Na primeira Convenção de Quadrinhos de Glasgow, Morrison estava com sua auto-estima elevada, ele a pouco tinha se tornado punk. Ser punk, aquela idéia do “faça você mesmo”, da importância da atitude em detrimento do profissionalismo, o fazia sentir capaz de qualquer coisa, tinha revivido sua paixão pelos quadrinhos. Foi então que Morrison decidiu levar alguns de seus trabalhos, mais especificamente tiras de Gideon Stargrave, para a convenção na tentativa de arrumar algum lugar pra trabalhar. Lá ele encontrou Rob King:

“Rob King simplesmente gostou das minhas páginas e imediatamente me ofereceu £ 10 para cada uma que ele colocasse na Near Myths. Pela primeira vez na minha vida eu estava sendo levado a sério por alguém que não fosse minha mãe ou pai, ou cinco anos mais novo do que eu.” (Supergods – Capítulo 11)

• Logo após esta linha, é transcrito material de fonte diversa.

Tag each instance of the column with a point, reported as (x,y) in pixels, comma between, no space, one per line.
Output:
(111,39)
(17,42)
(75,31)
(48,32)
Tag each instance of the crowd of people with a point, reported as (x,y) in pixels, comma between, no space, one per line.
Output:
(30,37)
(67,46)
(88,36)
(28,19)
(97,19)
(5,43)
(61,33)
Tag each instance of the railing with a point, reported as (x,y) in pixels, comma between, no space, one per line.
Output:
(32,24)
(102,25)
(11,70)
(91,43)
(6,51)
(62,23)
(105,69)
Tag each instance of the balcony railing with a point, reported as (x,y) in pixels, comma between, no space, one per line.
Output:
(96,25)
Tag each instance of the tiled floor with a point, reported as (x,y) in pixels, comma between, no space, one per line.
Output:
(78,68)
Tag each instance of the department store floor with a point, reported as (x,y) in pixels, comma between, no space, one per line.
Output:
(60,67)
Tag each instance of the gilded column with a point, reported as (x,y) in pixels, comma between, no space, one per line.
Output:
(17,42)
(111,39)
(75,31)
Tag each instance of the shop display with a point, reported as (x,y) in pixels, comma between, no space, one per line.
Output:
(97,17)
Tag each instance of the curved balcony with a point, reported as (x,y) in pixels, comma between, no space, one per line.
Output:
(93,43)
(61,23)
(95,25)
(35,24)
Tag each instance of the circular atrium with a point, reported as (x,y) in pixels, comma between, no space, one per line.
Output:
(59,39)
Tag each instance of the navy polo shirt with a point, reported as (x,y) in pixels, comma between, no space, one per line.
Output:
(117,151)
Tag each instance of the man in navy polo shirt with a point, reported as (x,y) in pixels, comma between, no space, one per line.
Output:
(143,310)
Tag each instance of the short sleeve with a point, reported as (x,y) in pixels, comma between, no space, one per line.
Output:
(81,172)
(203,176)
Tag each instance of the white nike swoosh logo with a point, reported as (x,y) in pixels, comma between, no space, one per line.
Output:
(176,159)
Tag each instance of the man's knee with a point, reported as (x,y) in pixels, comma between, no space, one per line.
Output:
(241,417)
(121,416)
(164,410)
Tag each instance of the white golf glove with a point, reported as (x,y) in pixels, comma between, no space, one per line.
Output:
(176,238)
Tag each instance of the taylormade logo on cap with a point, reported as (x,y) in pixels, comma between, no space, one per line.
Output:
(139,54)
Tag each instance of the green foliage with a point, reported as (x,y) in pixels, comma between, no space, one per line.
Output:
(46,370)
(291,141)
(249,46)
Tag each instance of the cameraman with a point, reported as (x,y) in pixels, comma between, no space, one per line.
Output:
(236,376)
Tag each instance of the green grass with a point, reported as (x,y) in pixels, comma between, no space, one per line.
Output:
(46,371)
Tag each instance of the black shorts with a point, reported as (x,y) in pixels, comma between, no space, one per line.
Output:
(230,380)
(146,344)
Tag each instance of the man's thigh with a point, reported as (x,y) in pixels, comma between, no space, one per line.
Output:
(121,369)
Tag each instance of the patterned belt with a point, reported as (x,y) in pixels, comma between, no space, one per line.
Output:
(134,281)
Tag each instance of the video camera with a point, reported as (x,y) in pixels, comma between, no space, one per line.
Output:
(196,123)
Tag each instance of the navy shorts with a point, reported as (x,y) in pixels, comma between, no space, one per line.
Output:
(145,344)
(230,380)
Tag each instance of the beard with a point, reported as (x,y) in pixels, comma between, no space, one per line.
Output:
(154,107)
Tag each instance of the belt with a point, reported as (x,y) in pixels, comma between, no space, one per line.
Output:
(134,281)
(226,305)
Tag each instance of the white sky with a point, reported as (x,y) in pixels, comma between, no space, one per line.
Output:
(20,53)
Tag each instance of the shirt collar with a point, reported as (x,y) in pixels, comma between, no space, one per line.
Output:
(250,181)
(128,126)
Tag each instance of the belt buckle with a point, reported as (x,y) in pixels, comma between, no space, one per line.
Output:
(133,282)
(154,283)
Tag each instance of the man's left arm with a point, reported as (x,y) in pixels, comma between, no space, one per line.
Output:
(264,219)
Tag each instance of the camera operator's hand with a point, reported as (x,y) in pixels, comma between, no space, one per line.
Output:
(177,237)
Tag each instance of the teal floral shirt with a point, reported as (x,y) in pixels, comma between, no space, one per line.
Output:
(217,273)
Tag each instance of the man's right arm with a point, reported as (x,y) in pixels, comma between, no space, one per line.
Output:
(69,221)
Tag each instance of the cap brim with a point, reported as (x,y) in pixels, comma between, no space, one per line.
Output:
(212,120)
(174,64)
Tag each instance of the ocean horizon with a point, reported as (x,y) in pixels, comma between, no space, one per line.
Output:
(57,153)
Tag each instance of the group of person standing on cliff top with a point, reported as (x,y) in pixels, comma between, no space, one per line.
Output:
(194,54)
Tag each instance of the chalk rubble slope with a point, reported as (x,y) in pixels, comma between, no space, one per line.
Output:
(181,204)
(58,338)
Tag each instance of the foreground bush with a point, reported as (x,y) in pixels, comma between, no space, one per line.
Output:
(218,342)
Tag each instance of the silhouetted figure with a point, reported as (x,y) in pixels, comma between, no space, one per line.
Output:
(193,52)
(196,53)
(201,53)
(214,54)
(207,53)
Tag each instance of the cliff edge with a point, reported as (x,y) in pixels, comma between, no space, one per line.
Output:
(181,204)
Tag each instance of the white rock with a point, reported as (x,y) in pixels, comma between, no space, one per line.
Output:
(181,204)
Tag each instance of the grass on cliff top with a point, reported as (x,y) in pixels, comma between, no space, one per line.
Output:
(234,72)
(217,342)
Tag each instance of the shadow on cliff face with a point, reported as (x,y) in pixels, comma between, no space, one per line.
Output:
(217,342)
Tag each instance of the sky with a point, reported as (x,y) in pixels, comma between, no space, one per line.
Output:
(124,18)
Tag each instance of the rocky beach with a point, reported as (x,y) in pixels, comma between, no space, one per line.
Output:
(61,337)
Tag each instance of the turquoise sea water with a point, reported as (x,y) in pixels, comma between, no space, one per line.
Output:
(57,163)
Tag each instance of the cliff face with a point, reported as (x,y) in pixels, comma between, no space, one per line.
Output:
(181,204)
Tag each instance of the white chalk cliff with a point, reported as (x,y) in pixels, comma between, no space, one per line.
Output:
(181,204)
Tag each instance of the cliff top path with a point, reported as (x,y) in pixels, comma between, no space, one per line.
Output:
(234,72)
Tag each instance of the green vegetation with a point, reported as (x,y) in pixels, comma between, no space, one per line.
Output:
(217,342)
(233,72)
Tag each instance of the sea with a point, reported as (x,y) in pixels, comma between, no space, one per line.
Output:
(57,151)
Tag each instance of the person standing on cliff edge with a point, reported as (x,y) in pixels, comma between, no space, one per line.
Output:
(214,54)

Tony O’ Donnell, que também tinha acabado de ser aceito na Near Myths, disse que ao ver o trabalho de Morrison teve que admitir a Rob King a sua genialidade, principalmente após saber que Morrison tinha apenas 17 anos de idade!

A Near Myths era editada por Rob King. E Rob King era um dos donos de uma livraria especializada em ficção científica na cidade de Edinburgh. O fim dos anos 70 eram anos confusos, a utopia da geração hippie pouco se sustentava depois que a década de 60 não mudou o mundo, o que deu brecha para o punk criar novas bases comportamentais entre a juventude, deixando claro que as coisas estavam mudando como um todo. Não mudando revolucionariamente, ou para melhor como a geração anterior queria, mas estavam mudando à sua própria maneira e os quadrinhos não ficariam de fora desta mudança.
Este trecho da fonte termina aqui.